U.S. Hotel Rates Soaring, Supply Can't Meet Demand
Room demand is so high in the U.S. hospitality industry right now that the industry hardly has enough hotels to accommodate.
Meanwhile, average daily rate (ADR), revenue per available room (RevPAR) and room revenue are through the roof.
STR and PKF Hospitality Research (PKF-HR) recently unveiled numbers from February 2014 to February 2015 at the Hunter Hotel Conference at Atlanta Marriott Marquis, and the results are startling.
Room demand (up 4.6 percent year-over-year), ADR (up 4.6 percent), RevPAR (up 8.5 percent) and room revenue (up 9.4 percent) are at all-time absolute highs for the period, according to STR. Meanwhile, supply (up 0.9 percent) and occupancy (up 3.7 percent) pale in comparison.

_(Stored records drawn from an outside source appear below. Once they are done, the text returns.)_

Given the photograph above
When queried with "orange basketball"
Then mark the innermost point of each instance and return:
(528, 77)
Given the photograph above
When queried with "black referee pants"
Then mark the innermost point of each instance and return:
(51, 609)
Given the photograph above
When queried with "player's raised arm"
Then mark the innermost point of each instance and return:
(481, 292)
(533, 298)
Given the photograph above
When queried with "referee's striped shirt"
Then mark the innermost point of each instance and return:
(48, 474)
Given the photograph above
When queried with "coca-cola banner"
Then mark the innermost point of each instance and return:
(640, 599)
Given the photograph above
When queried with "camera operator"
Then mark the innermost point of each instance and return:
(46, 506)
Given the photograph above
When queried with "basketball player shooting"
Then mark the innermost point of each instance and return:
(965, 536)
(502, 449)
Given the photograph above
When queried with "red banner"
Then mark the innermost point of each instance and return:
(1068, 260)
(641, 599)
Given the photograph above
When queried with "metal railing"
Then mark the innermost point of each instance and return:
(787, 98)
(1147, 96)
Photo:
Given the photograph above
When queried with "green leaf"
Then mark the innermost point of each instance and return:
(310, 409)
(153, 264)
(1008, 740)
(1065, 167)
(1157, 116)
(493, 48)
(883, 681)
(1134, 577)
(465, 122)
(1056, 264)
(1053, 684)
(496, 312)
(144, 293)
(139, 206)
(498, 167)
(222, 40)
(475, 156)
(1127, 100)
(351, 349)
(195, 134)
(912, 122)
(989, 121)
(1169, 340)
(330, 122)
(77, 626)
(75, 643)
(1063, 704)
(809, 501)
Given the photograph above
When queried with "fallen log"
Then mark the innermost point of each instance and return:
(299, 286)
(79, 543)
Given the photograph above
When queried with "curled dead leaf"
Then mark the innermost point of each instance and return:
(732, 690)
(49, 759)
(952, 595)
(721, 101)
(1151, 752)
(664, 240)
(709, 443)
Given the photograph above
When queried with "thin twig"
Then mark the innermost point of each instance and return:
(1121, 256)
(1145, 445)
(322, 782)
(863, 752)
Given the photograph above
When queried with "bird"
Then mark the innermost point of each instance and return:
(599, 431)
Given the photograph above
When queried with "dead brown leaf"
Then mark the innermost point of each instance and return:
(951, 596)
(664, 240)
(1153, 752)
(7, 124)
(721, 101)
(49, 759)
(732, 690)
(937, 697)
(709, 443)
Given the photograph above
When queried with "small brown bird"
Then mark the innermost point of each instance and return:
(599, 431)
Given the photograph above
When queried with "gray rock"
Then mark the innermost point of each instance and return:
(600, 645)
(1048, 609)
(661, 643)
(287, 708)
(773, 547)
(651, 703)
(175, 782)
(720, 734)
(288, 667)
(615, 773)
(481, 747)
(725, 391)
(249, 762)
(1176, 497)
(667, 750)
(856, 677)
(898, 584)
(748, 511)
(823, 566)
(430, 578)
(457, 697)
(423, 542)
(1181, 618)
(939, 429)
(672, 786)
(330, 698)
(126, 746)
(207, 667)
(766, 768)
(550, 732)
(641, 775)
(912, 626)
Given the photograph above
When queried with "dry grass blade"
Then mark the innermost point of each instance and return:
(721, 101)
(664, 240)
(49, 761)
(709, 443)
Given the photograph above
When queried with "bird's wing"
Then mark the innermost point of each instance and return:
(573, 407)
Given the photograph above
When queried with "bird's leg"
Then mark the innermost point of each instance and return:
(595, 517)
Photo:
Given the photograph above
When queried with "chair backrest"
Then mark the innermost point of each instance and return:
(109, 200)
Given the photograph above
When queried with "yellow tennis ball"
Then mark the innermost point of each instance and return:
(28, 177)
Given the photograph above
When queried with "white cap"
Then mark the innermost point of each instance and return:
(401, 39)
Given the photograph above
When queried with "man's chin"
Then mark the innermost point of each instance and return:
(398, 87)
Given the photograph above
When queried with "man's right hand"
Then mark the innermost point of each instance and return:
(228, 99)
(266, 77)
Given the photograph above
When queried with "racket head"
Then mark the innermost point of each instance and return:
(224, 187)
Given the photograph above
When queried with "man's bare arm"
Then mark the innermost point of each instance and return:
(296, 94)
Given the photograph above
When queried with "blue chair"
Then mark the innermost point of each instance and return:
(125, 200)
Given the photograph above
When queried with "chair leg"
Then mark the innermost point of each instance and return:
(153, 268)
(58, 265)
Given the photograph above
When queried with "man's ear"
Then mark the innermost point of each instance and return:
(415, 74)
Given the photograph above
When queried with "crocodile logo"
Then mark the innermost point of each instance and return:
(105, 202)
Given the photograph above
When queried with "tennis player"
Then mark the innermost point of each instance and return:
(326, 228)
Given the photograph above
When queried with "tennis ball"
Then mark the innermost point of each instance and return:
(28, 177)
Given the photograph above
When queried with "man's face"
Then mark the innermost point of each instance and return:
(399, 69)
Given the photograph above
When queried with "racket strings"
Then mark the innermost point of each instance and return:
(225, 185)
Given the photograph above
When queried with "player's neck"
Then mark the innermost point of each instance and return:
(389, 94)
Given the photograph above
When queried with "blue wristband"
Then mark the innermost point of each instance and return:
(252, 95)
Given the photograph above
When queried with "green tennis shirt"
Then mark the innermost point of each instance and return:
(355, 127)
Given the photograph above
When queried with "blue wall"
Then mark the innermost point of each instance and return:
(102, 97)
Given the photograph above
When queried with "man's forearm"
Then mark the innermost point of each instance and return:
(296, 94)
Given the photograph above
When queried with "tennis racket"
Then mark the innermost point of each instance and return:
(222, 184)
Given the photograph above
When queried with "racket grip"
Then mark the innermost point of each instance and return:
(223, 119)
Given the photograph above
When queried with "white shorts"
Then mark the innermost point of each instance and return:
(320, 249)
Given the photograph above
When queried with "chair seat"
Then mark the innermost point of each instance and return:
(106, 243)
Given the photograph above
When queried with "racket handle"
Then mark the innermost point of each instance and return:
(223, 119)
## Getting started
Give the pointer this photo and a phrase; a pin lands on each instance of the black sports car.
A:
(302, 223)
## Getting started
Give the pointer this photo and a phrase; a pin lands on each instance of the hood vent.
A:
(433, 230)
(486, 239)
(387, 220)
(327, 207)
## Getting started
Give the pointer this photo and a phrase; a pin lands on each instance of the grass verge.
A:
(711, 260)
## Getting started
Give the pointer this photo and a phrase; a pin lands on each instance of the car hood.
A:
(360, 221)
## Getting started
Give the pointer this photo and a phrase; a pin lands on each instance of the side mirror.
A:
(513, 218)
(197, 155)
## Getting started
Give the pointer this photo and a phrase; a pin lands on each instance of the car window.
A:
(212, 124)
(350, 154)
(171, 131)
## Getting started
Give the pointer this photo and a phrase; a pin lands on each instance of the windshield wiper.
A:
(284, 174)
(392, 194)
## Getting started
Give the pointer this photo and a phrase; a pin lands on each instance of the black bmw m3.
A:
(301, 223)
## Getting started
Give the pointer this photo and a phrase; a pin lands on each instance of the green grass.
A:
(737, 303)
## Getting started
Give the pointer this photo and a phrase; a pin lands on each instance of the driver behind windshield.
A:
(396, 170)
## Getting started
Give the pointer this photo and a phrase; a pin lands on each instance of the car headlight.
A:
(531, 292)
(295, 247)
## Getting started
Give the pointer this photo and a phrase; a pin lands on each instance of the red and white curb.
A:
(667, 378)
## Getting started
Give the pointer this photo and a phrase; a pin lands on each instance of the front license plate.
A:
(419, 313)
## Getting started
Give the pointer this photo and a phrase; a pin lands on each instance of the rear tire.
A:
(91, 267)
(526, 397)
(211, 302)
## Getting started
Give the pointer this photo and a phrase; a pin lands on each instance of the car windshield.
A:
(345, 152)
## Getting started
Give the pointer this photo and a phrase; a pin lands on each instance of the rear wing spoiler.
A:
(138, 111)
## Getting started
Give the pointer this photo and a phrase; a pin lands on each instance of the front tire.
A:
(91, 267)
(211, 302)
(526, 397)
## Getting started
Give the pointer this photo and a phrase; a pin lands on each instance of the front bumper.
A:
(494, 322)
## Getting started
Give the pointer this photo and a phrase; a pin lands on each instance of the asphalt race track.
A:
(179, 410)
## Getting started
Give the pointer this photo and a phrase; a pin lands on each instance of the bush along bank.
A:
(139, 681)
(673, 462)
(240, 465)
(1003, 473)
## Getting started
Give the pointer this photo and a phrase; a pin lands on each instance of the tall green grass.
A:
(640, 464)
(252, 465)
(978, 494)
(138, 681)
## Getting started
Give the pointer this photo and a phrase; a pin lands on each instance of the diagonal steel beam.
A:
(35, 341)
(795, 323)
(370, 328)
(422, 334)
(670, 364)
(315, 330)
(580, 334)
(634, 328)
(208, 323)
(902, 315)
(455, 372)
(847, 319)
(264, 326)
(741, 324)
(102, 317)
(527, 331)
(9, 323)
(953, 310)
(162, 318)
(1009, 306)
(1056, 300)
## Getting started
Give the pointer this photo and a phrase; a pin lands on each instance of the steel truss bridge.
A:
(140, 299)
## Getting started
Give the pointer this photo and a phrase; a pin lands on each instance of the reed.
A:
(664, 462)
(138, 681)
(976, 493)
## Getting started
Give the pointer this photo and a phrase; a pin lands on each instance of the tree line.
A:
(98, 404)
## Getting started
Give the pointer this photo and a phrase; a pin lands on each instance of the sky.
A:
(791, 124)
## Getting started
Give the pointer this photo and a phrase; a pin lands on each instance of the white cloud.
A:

Vail Brown, vice president of global business development and marketing at STR, said at the Hunter Hotel Conference that the discrepancy between supply and demand is creating “arguably the best business fundamentals in her lifetime,” per Hotel News Now. In effect, real ADR (adjusted for inflation) in 2015 will be similar to pre-recession numbers.
ADR—not occupancy—will drive RevPAR numbers in 2015, particularly when it comes to the luxury segment, according to Brown. Over the 12-month period, U.S. luxury hotels experienced a 5.5 percent increase in ADR, while recording just a 0.7 percent increase in occupancy.
PKF-HR tracks 59 markets in the United States. Of those 59 markets, 11 are projected to experience RevPAR growth of more than 8 percent by the end of the year. On top of that, 36 markets are expected to post RevPAR growth between 4 percent and 8 percent. Twelve of the 59 markets are projected to experience RevPAR growth of less than 4 percent.
In 2015, there will be sizable increases in demand (2.4 percent), ADR (5.2 percent) and RevPAR (6.4 percent) for the U.S. hospitality industry, according to STR.
Despite supply being low when compared to demand this year, it is worth noting that more hotel rooms are projected to open in 2015 (94,000) than in 2014 (63,000), per STR. As of Feb. 28, 129,000 hotel rooms were under construction (up 32 percent from 2014) and 436,000 rooms were under contract (up 18 percent).
Fewer hotels are closing these days, as well. In 2005, nearly 65,000 rooms closed. In 2014, that number dropped to 23,271.
A strong U.S. economy does stand to impact some of the country’s top markets when it comes to international spending, though.
For example, in December 2014, Miami experienced an ADR increase of 9.1 percent related to the U.S. dollar. That translates to a 23.6 percent ADR increase related to the euro. Boston (ADR up 4.9 percent and 18.8 percent in dollars and euros, respectively) and Chicago (up 3 percent and 16.7 percent) could also see less international spending.
But, overall, hoteliers are seeing dollar signs right now, while U.S. travelers can expect to spend more in 2015.